Elgar’s Give unto the Lord Op 74, a setting of Psalm 29, gains its power and strength from its quasi sonata-form structure. The occasion was a service in St Paul’s Cathedral on 30th April 1914 for the ‘Festival for the Sons of the Clergy’. Its central ‘development’ section (Allegro moderato) takes care of verses three to eight. Curiously, the Psalm’s first verse is rejected, so that the exposition and recapitulation correspond to verses two and the last verse respectively, with a beautiful coda over an E flat tonic pedal to round things off.
He was already working on the five part-songs Opp 71, 72 and 73 during the spring of that year when the troubles in Ireland concerned him greatly, but there is little evidence to suggest that the catastrophe of a world war declared in August was yet an issue. The two poems by Henry Vaughan (Op 71) The Shower and The Fountain are untroubled and gentle. As Elgar only set the final stanza of The Shower, the first word had to be altered from ‘Yet’ to ‘Cloud’ in order for the verse to make independent sense. Were it not for a charming coda (Meno mosso) reserved for the last four lines of The Fountain, with a hint of those ‘orchestral’ effects leading up to ‘The music of her tears’, one might have felt tempted to ignore Op 71!
The remaining three part-songs comprising Opp 72 and 73 are settings of poems by Apollon Maikov in translations by Rosa Newmarch. These Russian texts draw from Elgar’s darker and more dramatic ‘orchestral’ effects, reminding us rather more of Op 53. Death on the Hills is marked ‘Quasi alla marcia’—quite clearly a dead march. In a letter to his friend, the organist of Worcester Cathedral, Ivor Atkins, he quips: “It is, I declare, courageous of you to frighten your people into singing Death on the Hills!” Love’s Tempest (Op 73, No 1) alternates between ‘Adagio’ and ‘Allegro con Fuoco’. For a brief moment or two we might be revisiting Shelley’s O Wild West Wind. Indeed, we might just as well be in a wood – evidently at night—in Op 73, No 2 Serenade, but there are no ‘owls’ this time, rather “just bare trees, which toss their arms and weep”; as they do, some three years later so evocatively in the slow movement of the piano quintet (1917).
The Great War did not entirely silence Elgar. As well as the chamber music, there was still the sublime ‘cello concerto to come.
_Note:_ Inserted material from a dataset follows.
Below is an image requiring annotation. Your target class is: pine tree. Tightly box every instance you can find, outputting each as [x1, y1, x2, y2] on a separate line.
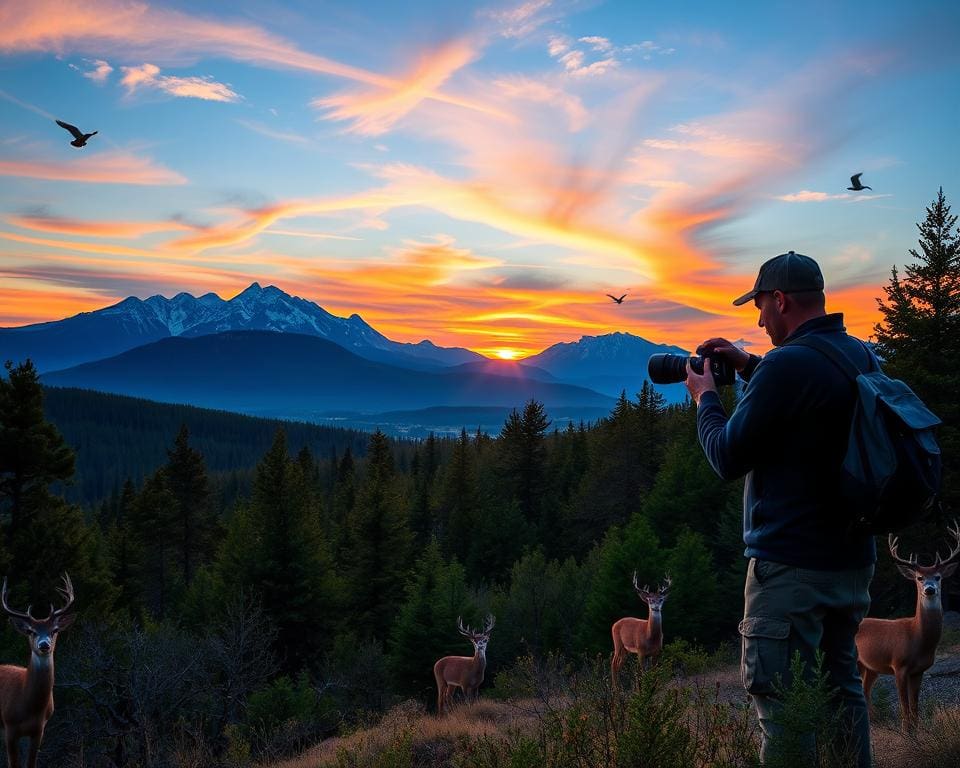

It was the decline and death of Alice in 1918 that silenced him. However, not completely! The end of the whole story can be read in a publication of the year 2000 by Kevin Allen, “Elgar in Love: Vera Hockman and the Third Symphony”. But all that came too late for the final two pieces in this compilation.
The Prince of Sleep with text by Walter de la Mare (1925) is a sad little part-song, which clearly suggests the stuffing had gone out of him. He probably chose it for its last line: “He wandered through a valley steep, lovely—in a lonely place.”
The most recent composition presented here is a carol I sing the birth dated 1928 with words by Ben Johnson, in which Elgar demonstrates that he is quite capable of keeping up with the times. Much of it is sung by voices in unison, or if preferred, solo voices, frequently intercepted by ‘Alleluia’ in three voice parts, leaving very little for the full choir to contribute. Yet it would make a suitable companion for Holst’s Lullay my liking (1919), or even Jesus Christ the apple tree (1967) by Elizabeth Poston.